И плакала, и кричала, спрятавшись в потайном уголке парка, вытирала слёзы и сопли рукавом, прикусывала руку, чтобы не сорваться на откровенную истерику, когда неподалёку проходили люди. Хотелось есть, хотелось спать, хотелось просто удобно присесть, устроиться. Чтобы кто-нибудь пожалел и приласкал. Человеческого тепла хотелось, отдачи на свою любовь! Но вокруг были лишь бездушные деревья, которые хоть и выслушают, но так ничего и не ответят. И столько пустоты, столько отчуждения вокруг, а она всего лишь маленькая девочка, которой некуда идти, некуда спрятаться.

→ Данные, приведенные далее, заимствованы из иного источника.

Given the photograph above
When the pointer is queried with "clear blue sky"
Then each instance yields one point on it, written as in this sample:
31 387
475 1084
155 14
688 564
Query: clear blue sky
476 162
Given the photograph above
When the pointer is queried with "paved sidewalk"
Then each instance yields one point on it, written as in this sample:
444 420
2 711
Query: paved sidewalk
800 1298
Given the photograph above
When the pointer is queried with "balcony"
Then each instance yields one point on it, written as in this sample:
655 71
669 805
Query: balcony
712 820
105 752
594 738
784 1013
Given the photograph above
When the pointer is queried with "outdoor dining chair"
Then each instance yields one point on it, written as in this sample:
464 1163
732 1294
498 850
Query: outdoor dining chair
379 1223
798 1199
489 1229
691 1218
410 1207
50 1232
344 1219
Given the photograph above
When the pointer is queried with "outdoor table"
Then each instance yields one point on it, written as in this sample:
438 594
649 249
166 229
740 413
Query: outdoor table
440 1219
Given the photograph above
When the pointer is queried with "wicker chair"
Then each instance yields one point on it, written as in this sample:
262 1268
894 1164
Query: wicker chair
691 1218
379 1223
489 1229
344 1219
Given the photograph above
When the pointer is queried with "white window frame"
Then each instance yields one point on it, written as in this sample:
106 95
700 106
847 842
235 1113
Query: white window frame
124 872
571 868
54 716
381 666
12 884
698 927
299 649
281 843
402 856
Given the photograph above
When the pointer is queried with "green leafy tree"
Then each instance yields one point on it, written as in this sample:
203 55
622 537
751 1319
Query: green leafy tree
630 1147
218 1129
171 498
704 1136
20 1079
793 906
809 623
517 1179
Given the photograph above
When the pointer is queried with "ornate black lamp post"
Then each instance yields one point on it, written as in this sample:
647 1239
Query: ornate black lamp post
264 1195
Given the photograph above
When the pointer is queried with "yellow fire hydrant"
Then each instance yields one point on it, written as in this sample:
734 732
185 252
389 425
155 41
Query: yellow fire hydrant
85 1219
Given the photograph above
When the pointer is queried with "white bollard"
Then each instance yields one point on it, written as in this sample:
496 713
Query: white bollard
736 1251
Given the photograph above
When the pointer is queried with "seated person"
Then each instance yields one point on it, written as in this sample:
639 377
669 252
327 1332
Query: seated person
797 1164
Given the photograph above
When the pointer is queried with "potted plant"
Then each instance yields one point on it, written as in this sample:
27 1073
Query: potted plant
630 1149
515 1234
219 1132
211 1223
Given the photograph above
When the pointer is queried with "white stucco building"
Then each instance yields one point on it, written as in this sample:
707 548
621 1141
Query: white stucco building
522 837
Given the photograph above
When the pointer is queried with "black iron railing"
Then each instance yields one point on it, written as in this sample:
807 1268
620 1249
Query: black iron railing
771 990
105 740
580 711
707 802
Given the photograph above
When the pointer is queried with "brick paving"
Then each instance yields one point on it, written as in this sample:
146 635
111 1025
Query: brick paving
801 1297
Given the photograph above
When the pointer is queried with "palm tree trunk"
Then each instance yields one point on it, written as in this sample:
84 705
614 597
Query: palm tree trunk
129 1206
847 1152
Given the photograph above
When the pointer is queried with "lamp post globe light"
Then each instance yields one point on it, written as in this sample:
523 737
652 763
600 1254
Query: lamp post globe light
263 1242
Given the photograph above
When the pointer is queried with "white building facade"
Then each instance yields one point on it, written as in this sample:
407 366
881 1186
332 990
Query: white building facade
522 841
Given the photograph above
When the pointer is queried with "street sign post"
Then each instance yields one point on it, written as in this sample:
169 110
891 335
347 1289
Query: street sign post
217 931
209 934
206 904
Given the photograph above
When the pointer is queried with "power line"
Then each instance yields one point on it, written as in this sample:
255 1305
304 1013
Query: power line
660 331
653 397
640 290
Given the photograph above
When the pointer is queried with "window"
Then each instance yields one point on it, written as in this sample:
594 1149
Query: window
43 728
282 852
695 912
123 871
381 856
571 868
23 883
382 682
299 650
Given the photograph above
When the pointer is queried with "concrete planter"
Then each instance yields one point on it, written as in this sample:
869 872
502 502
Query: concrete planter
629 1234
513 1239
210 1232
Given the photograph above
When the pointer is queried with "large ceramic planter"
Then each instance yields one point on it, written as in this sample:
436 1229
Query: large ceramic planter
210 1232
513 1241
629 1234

Вспомнила о билете на самолёт, что оставила мать. Закусив губу, расстегнула рюкзак, достала скомканный клочок гладкой бумаги, пытаясь сквозь слёзы разобрать размытые строки. Рейс в восемь вечера – она ещё успевает. Сорвалась с места, словно за ней гнались, бежала и задыхалась, спотыкалась, но продолжала бежать. Отдышаться смогла только в рейсовом автобусе, что шёл по нужному маршруту. Опустила глаза в пол под пристальным взором контролёра, купила билет и уселась в дальнем углу. Аэропорт встретил суетой, вознёй, толпой народа, но разглядеть среди присутствующих свою мать Маша смогла практически сразу.
Длинноногую красавицу с хищным взглядом и красивыми каштановыми волосами пропустить было невозможно. В свои сорок девять лет, мама выглядела максимум на тридцать пять. Выйти замуж для неё было последним шансом на красивую жизнь, и она им воспользовалась. Воспользовалась, несмотря на дряхлеющего Фридриха, на его тягу к курению и на длинный список бывших жён. Хотелось закричать «я здесь, я пришла», но Маша слишком остро ощутила себя лишней. Лишней и ненужной в жизни матери, которая не крутила головой в поисках несовершеннолетней дочери, не искала глазами знакомую хрупкую фигурку, а весело ворковала с будущим мужем, вовремя смеясь над его глупыми немецкими шутками. Поглаживала лысину и мило улыбалась, когда того требовал момент.